Je commence à croire que, où qu'il aille, quoi qu'il nous propose, Rohmer me passionnera. J'en dois être à mon quinzième de lui ou quelque chose comme ça, et j'ai l'impression d'être ressorti comme si je découvrais ce réalisateur ; car chacun de ses films est comme un renouveau, alors même que l'on sait qu'au sein de ces 6 contes moraux l'histoire sera la même dans les grandes lignes (d'ailleurs c'est mon dernier de ce cycle).
Nous voici donc ici en Provence, en pleine campagne, tout près de Saint-Tropez, ambiance propice pour les grandes vacances. 3 personnages se retrouvent dans une villa, et à peu près tout passe par là. On en est encore à une époque où Rohmer utilisait le héros comme narrateur, et ici cette narration est utilisée quasiment tout le film ; à ce titre la narration, le phrasé, sont exemplaires. Après ce triple prologue bien original, nous suivons l'évolution des rapports entre ces 3 personnages, en vérité surtout entre le héros et cette "collectionneuse", avec comme "intermédiaire" un autre. Ce qui est fascinant, c'est que l'évolution de la relation, pourtant bien imaginée, bien scénarisée, respire comme l'avancée du film, de chaque Rohmer : à tâtons, selon les ressentis des personnages, dans leurs relations avec les autres, on n'est absolument pas dans un quelconque procédé manichéen, les personnages nous montrent au contraire toutes leurs qualités et leurs faiblesses, non Rohmer les fait vivre selon, pour chacun, des idées, des conceptions de vie, et des oppositions en résultent, et avec l'entrée en jeu la question de "l'amour", même si c'est un terme un peu trop générique pour décrire ce qui se passe dans ce film, on baigne dans des scènes toutes faites (des comédiens qui jouent eux-mêmes à travers leurs personnages des scènes pour en impressionner d'autres, n'est-ce pas une leçon de cinéma ?), des rapprochements/éloignements entre eux, et nous, liés au héros mais en même temps spectateur omniscient de tout ce qui se passe, on essaie tant bien que mal de comprendre la collectionneuse, étant dans les mêmes doutes qu'Adrien, on avance à son rythme, et même ce personnage, que l'on croit connaître, nous étonne.

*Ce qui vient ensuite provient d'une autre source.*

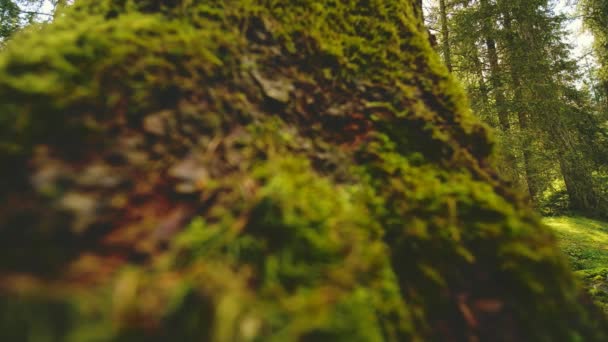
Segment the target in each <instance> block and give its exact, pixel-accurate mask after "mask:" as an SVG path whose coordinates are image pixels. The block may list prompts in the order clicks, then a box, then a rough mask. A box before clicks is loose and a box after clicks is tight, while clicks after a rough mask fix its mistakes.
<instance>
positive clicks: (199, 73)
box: [0, 0, 608, 342]
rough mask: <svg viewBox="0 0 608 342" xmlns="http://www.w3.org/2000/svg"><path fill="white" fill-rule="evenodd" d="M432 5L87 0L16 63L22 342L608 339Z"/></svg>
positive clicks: (15, 43) (124, 0)
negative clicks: (433, 9) (453, 76)
mask: <svg viewBox="0 0 608 342" xmlns="http://www.w3.org/2000/svg"><path fill="white" fill-rule="evenodd" d="M416 3H417V1H414V0H368V1H346V0H345V1H335V0H321V1H310V0H293V1H283V0H281V1H279V0H224V1H220V0H208V1H197V0H190V1H188V0H181V1H180V0H174V1H160V0H156V1H155V0H149V1H129V0H122V1H119V0H101V1H100V0H95V1H93V0H80V1H76V4H75V5H74V6H72V7H71V8H66V9H65V10H63V11H62V12H61V14H60V15H59V16H58V17H57V18H56V20H55V22H54V23H53V24H51V25H46V26H40V27H34V28H32V29H29V30H28V31H26V32H22V33H20V34H18V35H17V36H16V37H15V38H14V40H13V41H12V42H10V43H9V44H8V46H7V47H6V48H5V49H4V51H2V53H1V55H0V163H1V165H2V168H0V199H2V203H3V205H2V206H1V207H0V234H1V238H0V291H1V296H0V340H2V341H220V342H223V341H433V340H435V341H605V340H606V339H608V336H607V335H606V331H607V330H606V328H605V326H604V325H603V324H604V320H603V318H601V317H600V316H599V315H598V314H597V313H596V310H595V309H594V308H593V306H592V305H590V304H589V303H588V302H587V301H586V299H585V298H583V297H582V296H581V295H580V294H581V291H580V289H579V287H578V285H577V284H576V282H575V280H574V278H573V276H572V275H571V273H570V271H569V270H568V266H567V265H566V263H565V261H564V258H562V256H561V255H560V254H559V252H558V250H557V249H556V247H555V243H554V239H553V237H552V236H551V234H549V232H548V231H547V230H546V229H545V228H544V227H543V226H542V225H541V223H540V222H539V220H538V218H537V217H536V216H535V215H534V214H533V213H532V212H531V211H530V210H529V209H528V207H527V205H526V204H525V203H524V201H523V200H522V199H521V198H519V197H518V196H517V195H515V194H513V193H511V192H510V190H508V189H507V188H506V187H505V185H504V184H503V183H502V182H501V181H500V180H498V178H497V177H496V175H495V173H494V172H493V171H492V169H491V167H489V166H488V165H489V164H490V163H489V159H490V158H491V154H492V145H493V144H492V139H491V136H490V135H489V134H488V131H487V130H486V128H485V127H484V126H482V125H481V124H479V123H478V121H477V120H475V119H474V118H473V116H472V114H471V113H470V112H469V109H468V104H467V103H466V100H465V98H464V96H463V93H462V91H461V90H460V89H459V87H457V86H456V85H455V82H453V80H452V79H451V77H450V76H449V75H448V73H447V70H446V69H445V67H444V66H442V64H441V62H440V61H439V59H438V58H437V56H436V55H435V53H434V52H433V51H432V50H431V48H430V46H429V43H428V38H427V36H426V33H425V31H424V29H423V28H422V23H421V21H420V15H419V11H418V10H419V9H418V7H417V5H416Z"/></svg>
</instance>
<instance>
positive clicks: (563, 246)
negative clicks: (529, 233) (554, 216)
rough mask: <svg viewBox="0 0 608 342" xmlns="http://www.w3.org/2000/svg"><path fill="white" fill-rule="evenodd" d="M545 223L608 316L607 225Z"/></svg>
mask: <svg viewBox="0 0 608 342" xmlns="http://www.w3.org/2000/svg"><path fill="white" fill-rule="evenodd" d="M544 222H545V224H547V225H548V226H549V227H551V228H552V229H553V231H554V232H555V234H556V236H557V238H558V242H559V245H560V247H561V249H562V250H563V251H564V253H565V254H566V255H567V256H568V259H569V260H570V264H571V265H572V267H573V268H574V270H575V272H576V274H577V275H579V276H580V277H581V279H582V280H583V283H584V285H585V287H586V288H587V290H588V291H589V293H590V294H591V296H592V297H593V299H594V300H595V301H596V302H597V303H598V305H600V307H602V309H604V311H605V312H608V222H602V221H597V220H592V219H588V218H583V217H567V216H563V217H553V218H546V219H545V220H544Z"/></svg>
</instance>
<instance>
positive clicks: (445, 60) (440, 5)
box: [439, 0, 453, 72]
mask: <svg viewBox="0 0 608 342" xmlns="http://www.w3.org/2000/svg"><path fill="white" fill-rule="evenodd" d="M445 2H446V0H439V12H440V15H441V36H442V39H441V40H442V50H443V58H444V59H445V64H446V65H447V66H448V70H450V72H452V69H453V67H452V54H451V51H450V30H449V29H448V13H447V8H446V4H445Z"/></svg>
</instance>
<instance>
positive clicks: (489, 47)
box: [480, 0, 519, 184]
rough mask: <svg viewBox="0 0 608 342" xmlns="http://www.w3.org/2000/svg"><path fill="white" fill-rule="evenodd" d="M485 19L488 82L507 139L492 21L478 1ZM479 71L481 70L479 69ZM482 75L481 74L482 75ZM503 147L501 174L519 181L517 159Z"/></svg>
mask: <svg viewBox="0 0 608 342" xmlns="http://www.w3.org/2000/svg"><path fill="white" fill-rule="evenodd" d="M480 4H481V7H482V11H483V13H484V14H486V15H485V19H484V21H483V23H482V25H483V31H484V40H485V45H486V49H487V54H488V62H489V64H490V83H491V85H492V89H493V93H494V101H495V103H496V112H497V115H498V122H499V128H500V130H501V131H502V132H503V133H504V134H505V136H506V137H507V140H509V137H510V135H511V124H510V122H509V112H508V110H507V107H506V102H507V101H506V98H505V94H504V87H503V82H502V78H501V67H500V64H499V61H498V52H497V50H496V41H495V40H494V24H493V23H492V19H491V16H489V15H487V14H489V6H488V1H487V0H481V2H480ZM480 71H481V70H480ZM482 76H483V75H482ZM505 147H506V148H504V149H503V153H504V159H505V165H503V166H502V167H501V169H502V170H501V171H502V173H503V175H505V176H506V177H507V178H509V180H511V181H513V182H514V183H516V184H517V183H519V174H518V172H517V159H516V157H515V155H514V154H513V152H512V151H511V150H510V148H509V147H508V146H505Z"/></svg>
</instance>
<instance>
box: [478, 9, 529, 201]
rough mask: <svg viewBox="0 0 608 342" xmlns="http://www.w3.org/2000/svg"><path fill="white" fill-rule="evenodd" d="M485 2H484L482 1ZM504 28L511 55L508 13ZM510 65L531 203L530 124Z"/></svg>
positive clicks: (516, 73) (520, 77)
mask: <svg viewBox="0 0 608 342" xmlns="http://www.w3.org/2000/svg"><path fill="white" fill-rule="evenodd" d="M484 1H485V0H484ZM503 23H504V27H505V30H506V32H507V45H508V46H509V48H510V49H511V51H512V52H511V53H513V52H514V51H516V49H517V47H515V44H514V43H515V42H514V39H513V28H512V25H511V16H510V15H509V13H504V22H503ZM510 62H511V65H510V73H511V82H512V85H513V88H514V90H515V91H514V98H513V102H514V103H515V104H518V106H517V107H516V108H515V111H516V112H517V121H518V124H519V128H520V130H521V132H522V133H523V137H524V138H523V140H522V141H521V143H522V149H523V157H524V175H525V179H526V185H527V188H528V194H529V195H530V199H531V200H532V202H534V201H535V199H536V197H537V195H538V192H539V191H538V186H537V182H536V179H535V176H536V173H535V172H534V167H533V165H532V163H533V162H532V160H533V156H532V152H531V151H530V144H531V140H530V123H529V117H528V113H526V111H525V109H524V108H522V105H524V104H525V103H526V102H525V101H526V99H525V96H524V93H523V91H522V83H521V77H520V75H519V70H517V65H516V63H514V60H513V58H511V60H510Z"/></svg>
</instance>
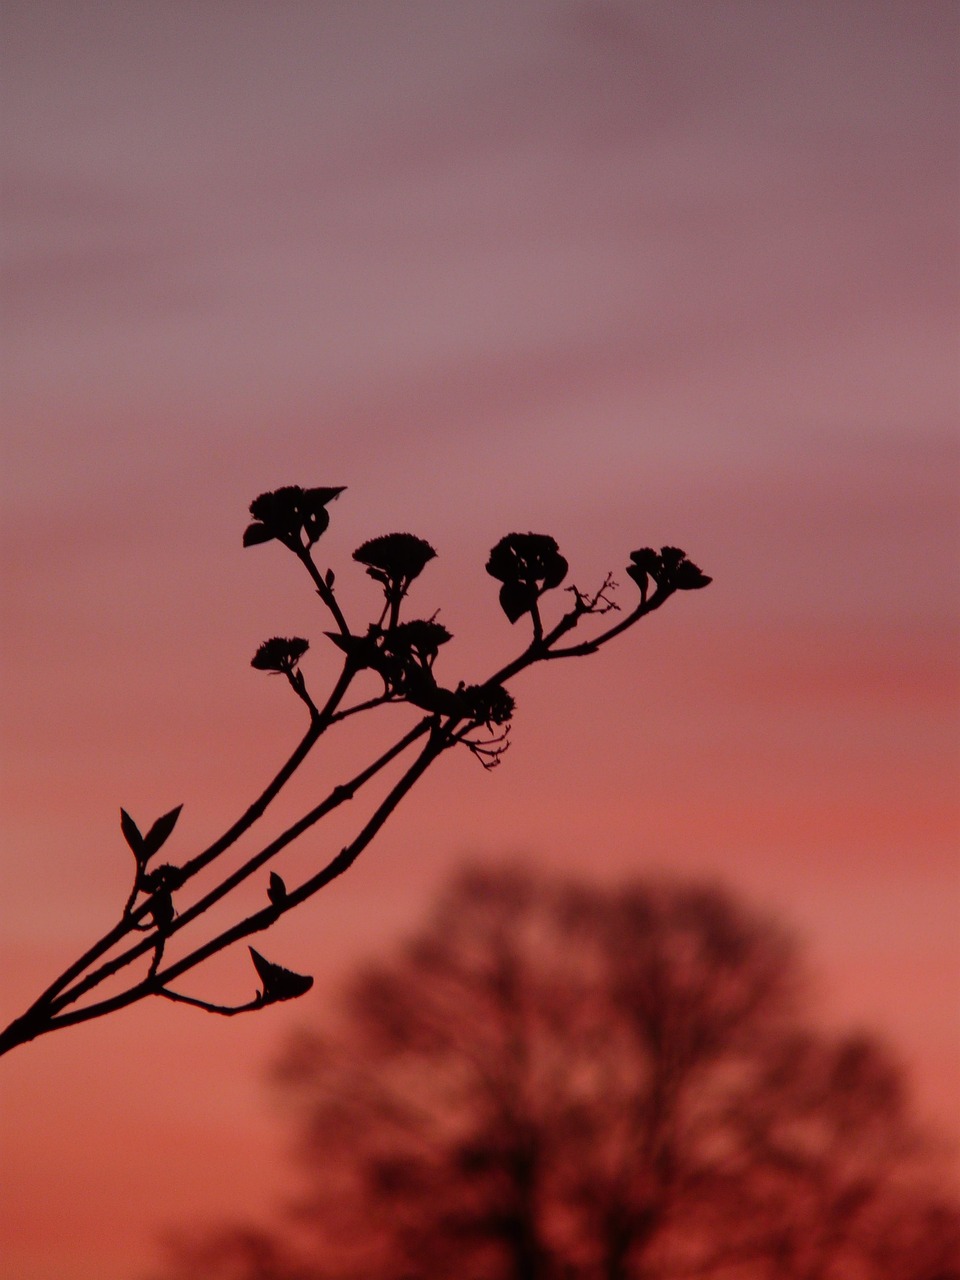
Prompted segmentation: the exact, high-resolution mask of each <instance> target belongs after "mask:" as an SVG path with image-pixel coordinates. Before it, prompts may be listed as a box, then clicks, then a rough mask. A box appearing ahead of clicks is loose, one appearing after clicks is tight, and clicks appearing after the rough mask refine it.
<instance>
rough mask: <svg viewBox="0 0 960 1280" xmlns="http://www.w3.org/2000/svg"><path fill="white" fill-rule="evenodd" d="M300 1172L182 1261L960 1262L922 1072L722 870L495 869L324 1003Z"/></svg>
mask: <svg viewBox="0 0 960 1280" xmlns="http://www.w3.org/2000/svg"><path fill="white" fill-rule="evenodd" d="M275 1084H276V1087H278V1089H279V1092H280V1096H282V1097H283V1098H284V1101H285V1102H287V1105H288V1107H289V1111H291V1120H292V1123H293V1126H294V1129H296V1132H297V1134H298V1152H300V1158H301V1164H302V1172H303V1193H302V1196H301V1198H300V1202H298V1204H297V1206H296V1207H294V1208H293V1210H292V1211H291V1212H289V1213H287V1215H285V1216H284V1217H283V1220H282V1221H279V1222H278V1226H276V1230H275V1231H262V1230H257V1229H252V1228H238V1229H227V1230H223V1231H211V1233H209V1234H206V1235H205V1236H201V1238H198V1239H196V1240H193V1243H189V1244H188V1243H182V1244H180V1248H179V1253H178V1261H177V1263H175V1266H174V1270H173V1271H172V1272H168V1275H172V1276H177V1277H179V1280H187V1277H189V1280H200V1277H201V1276H202V1277H204V1280H361V1277H364V1280H440V1277H460V1280H681V1277H704V1280H957V1277H960V1213H959V1212H957V1207H956V1204H954V1203H952V1202H950V1201H948V1199H947V1198H946V1197H941V1196H938V1194H937V1193H936V1190H934V1189H933V1187H934V1183H933V1178H934V1174H936V1169H934V1161H933V1157H932V1153H931V1148H929V1144H928V1143H927V1142H925V1140H924V1139H923V1137H922V1135H920V1133H919V1132H918V1129H916V1126H915V1125H914V1121H913V1120H911V1116H910V1107H909V1098H908V1094H906V1088H905V1080H904V1076H902V1073H901V1071H900V1069H899V1068H897V1065H896V1064H895V1062H893V1060H892V1059H891V1056H890V1053H888V1052H887V1051H886V1050H884V1048H883V1047H882V1046H881V1044H879V1043H878V1042H877V1041H874V1039H872V1038H869V1037H865V1036H863V1034H850V1036H845V1037H831V1036H827V1034H824V1033H822V1032H819V1030H817V1029H815V1027H814V1025H813V1023H812V1019H810V1016H809V1007H808V1004H806V997H805V983H804V978H803V965H801V961H800V956H799V952H797V948H796V946H795V945H794V943H792V941H791V940H790V937H788V936H787V934H785V933H783V931H782V929H781V928H780V927H777V925H776V924H774V923H772V922H769V920H767V919H765V918H763V916H760V915H758V914H755V913H753V911H751V910H749V909H748V908H745V906H742V905H740V904H739V902H737V901H736V900H735V899H733V897H731V896H730V895H727V893H724V892H722V891H719V890H717V888H713V887H703V886H680V884H672V883H666V882H637V883H634V884H628V886H625V887H618V888H608V890H605V888H599V887H595V886H585V884H580V883H562V882H558V881H553V879H548V878H544V877H538V876H535V874H532V873H526V872H518V870H507V872H484V870H474V872H468V873H465V874H462V876H461V877H460V878H458V879H457V881H456V882H454V883H452V886H451V887H449V888H448V890H447V892H445V893H444V895H443V896H442V899H440V900H439V902H438V904H436V909H435V911H434V914H433V916H431V919H430V920H429V922H428V923H426V924H425V925H424V928H422V929H421V931H420V932H419V933H417V934H416V936H415V937H412V938H411V940H410V942H407V943H406V945H404V946H403V947H401V948H399V950H398V951H397V952H396V955H393V956H392V957H390V959H389V960H385V961H383V963H379V964H376V965H372V966H369V968H366V969H365V970H364V972H361V973H358V974H357V975H356V977H355V978H353V979H352V980H351V983H349V984H348V987H347V988H346V991H344V995H343V1002H342V1007H340V1012H339V1018H338V1019H330V1020H325V1021H324V1023H323V1024H321V1025H320V1027H317V1028H315V1029H303V1030H302V1032H301V1033H300V1034H298V1036H297V1037H296V1038H294V1039H293V1041H292V1042H291V1043H289V1044H288V1046H287V1047H285V1050H284V1052H283V1055H282V1057H280V1060H279V1064H278V1068H276V1078H275Z"/></svg>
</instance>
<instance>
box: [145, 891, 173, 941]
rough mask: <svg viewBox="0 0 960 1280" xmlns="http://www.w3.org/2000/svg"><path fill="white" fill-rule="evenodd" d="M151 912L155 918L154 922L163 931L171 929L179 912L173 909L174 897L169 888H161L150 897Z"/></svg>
mask: <svg viewBox="0 0 960 1280" xmlns="http://www.w3.org/2000/svg"><path fill="white" fill-rule="evenodd" d="M150 914H151V915H152V918H154V924H155V925H156V927H157V929H160V931H161V932H163V931H164V929H169V927H170V925H172V924H173V918H174V915H175V914H177V913H175V911H174V909H173V897H172V896H170V891H169V890H160V891H159V892H156V893H154V896H152V897H151V899H150Z"/></svg>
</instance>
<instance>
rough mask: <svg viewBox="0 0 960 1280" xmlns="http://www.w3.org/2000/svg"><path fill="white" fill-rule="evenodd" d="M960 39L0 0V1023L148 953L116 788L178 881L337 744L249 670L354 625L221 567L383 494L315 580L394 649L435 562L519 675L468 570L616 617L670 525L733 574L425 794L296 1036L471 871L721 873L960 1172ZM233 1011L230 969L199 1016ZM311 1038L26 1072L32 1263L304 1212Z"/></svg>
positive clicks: (171, 1018)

Certains dialogues, certaines pensées, tellement rapides, peuvent prêter à confusion, mais je considère cela surtout comme une enième bonne raison de revoir le film.
Avec donc un sujet que l'on peut paraître presque douteux pour un cinéaste Rohmer, qui au fil de ses films m'apparaît autant comme un écrivain que comme un cinéaste, il parvient à nous emporter dans un réalisme sincère, certes on n'est pas toujours d'accord avec ce qui est dit mais c'est pour éveiller notre sens critique, ainsi le spectateur a aussi son rôle dans ce genre de film.
Comme toujours ces acteurs inconnus sont géniaux, Haydée Politoff est d'une grâce folle.
En conclusion un très bon Rohmer, de superbes dialogues, où les questions de l'amour, l'attirance, la morale, les confrontations de divers points de vue sont balayées de long en large, au travers d'une histoire en même simple que complexe ; les 6 contes moraux sont vraiment une réussite.